Saturday, July 20, 2019

The Chilkoot Trail 33 Miles

Today with my friend Diane and her daughter, Maria, I completed the 33 mile historic Chilkoot Trail.  There was no running involved in this hike, but it certainly gave me a complete and strenuous workout.  We began the hike on July 15th, with the trek to our first camp at Canyon City.  I immediately knew that I had likely made a mistake by abandoning my typical minimalist style of backpacking in favor of  adding some additional weight to prepare my body for travel on Mt Aconcagua in January.  I used my new 80 liter Gregory backpack and broke my tradition of traveling dry with no stove, carrying only dry food.  I did bring my small stove and small cook set.  I felt that I also likely brought a bit too much heavy food.  It was a painful struggle and I had difficulty keeping up with my much younger companions.

Diane, Me, Maria
We were very fortunate in that the heatwave of the last few weeks had subsided and we were blessed with cooler overcast conditions.  But the trail was still long and arduous.  Day one was a little over 7 miles and relatively flat.  After we camped, we took a little hike to look at the ruins of the old Canyon City town site. There wasn't a lot to see, but the suspension bridge we crossed was very unique..

The suspension bridge
The old broiler
Our second day was more difficult with a gradual climb up up Sheep Camp. The distance was only 5.miles but it seemed to take its toll on me.  I was very tired when we finally arrived. At this point I was a little worried about how I would be able to handle the most difficult part of the trail, the climb up over the pass the next day.  This part of the trail was lush, green and beautiful though.  Clouds still obscured a lot of the mountain view, but at least we didn't have to deal with the blistering heat from the week before.

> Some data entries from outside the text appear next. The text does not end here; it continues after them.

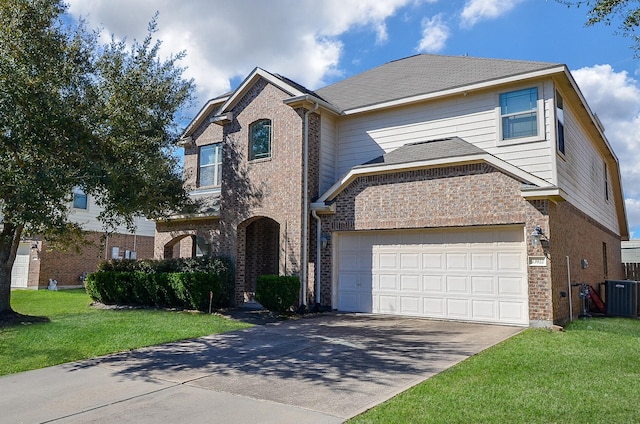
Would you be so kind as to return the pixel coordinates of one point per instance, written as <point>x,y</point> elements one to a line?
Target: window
<point>606,181</point>
<point>260,139</point>
<point>519,113</point>
<point>560,122</point>
<point>79,199</point>
<point>210,171</point>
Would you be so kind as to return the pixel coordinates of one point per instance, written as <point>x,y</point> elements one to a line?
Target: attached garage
<point>462,274</point>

Diane and Maria in the thick devil's club
We woke up at 5am and quickly packed so we could get an early start to attack the difficult route over the pass.  I was really tired right from the start and struggled all the way to the Scales, where the steepest part of the climb begins.  Once we started up the giant pile of rocks towards the summit, I really slowed down.  Diane and Maria quickly disappeared over the first false summit and I never saw them again.  There were times when I felt hopeless and wondered if I would really ever reach the top.  At one point, I slipped and caught my foot between two rocks.  One of my water bottles slipped out of my pack,knocking its cap off and dumping its entire contents.  I was able to get free and climb down to retrieve it. But my other bottle was almost empty.  I continued on for a couple more hours tripping, falling and bruising my legs.  When I finally had the summit in sight, one of the men who had been guiding another group came down to check on me.  He took my pack and gave me some water.  We quickly reached the summit and I was reunited with my friends.  I was feeling very embarrassed and our 18 year old voiced her discontent with my slowness.  I can't say that I blame her.  But I did the best I could and we still had plenty of time to reach Happy Camp 4 more miles ahead. 

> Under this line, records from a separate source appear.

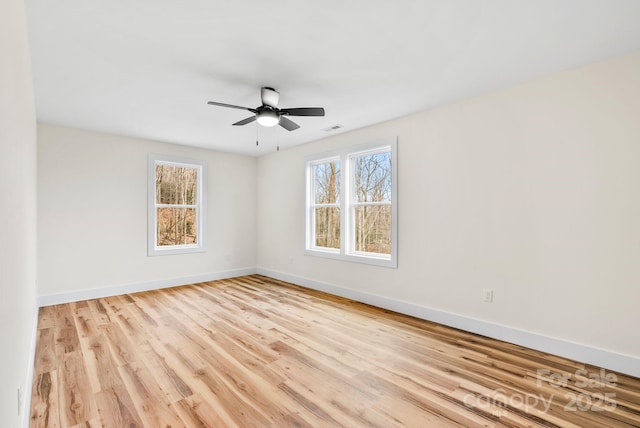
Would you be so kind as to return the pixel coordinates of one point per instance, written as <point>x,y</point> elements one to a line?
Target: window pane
<point>326,182</point>
<point>373,229</point>
<point>176,226</point>
<point>175,185</point>
<point>372,177</point>
<point>327,227</point>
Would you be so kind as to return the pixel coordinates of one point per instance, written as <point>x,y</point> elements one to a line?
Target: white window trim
<point>201,206</point>
<point>345,251</point>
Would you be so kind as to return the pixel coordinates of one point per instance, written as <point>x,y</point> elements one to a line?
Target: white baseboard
<point>28,386</point>
<point>587,354</point>
<point>97,293</point>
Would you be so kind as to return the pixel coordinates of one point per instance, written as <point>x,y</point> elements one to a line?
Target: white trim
<point>28,386</point>
<point>623,363</point>
<point>201,205</point>
<point>97,293</point>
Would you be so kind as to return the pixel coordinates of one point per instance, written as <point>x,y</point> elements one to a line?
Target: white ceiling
<point>146,68</point>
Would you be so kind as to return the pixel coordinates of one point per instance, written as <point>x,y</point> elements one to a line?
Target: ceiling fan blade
<point>287,124</point>
<point>269,96</point>
<point>245,121</point>
<point>303,111</point>
<point>213,103</point>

The rocky route to the summit
The US Canada border
Maria, Diane and Me at the summit shelter
After a quick rest we headed down through the very rocky route towards Happy Camp.  We had to cross a few very slippery snow fields and of course I had to slip and fall on every one of them.  I fell in one of the creek crossings too and had to have help to pull myself back out.  At least I was happy my gear stayed dry because I had it all in waterproof dry gear bags, totally protected from such events. It also started to pour rain and continued most of the way to camp.  In spite of the rain, this portion of the hike was one of the most beautiful, with fields of flowers everywhere.  I was feeling much better and managed to stay fairly close behind my traveling companions.

Fields of flowers 
We had a good rest at Happy Camp for the night. In the morning we moved on through dryer and less rocky pathways past Deep Lake and on to our camp at Lindeman City.  Most of the other hikers had elected to go on to Bare Loon Lake so we had our camp totally to ourselves at Lindeman.  We had a beautiful sandy beach right at our campsite.  I spent an hour or more just lying on the beach soaking up the sunshine that finally came out.  This was my favorite part of the trip.  Just to lie there on the sand enjoying the beauty of Lake Lindeman.

Lindeman Lake
It rained hard through the night but cleared by morning.  So our last 8 miles were dry and mostly sunny.  By this time I had finally figured out all the many straps and adjustments of my backpack and it seemed to fit a lot better.  Most of my food was gone by now too so the pack was considerably lighter. I was able to easily keep up with my friends. We walked most of the time along the shores of Lake Lindeman but it was exciting when we reached the rapids that empty into Bennett Lake, our final destination.  We climbed up a rock for pictures of the dramatic scene of Lake Bennett before us.  We had finally arrived.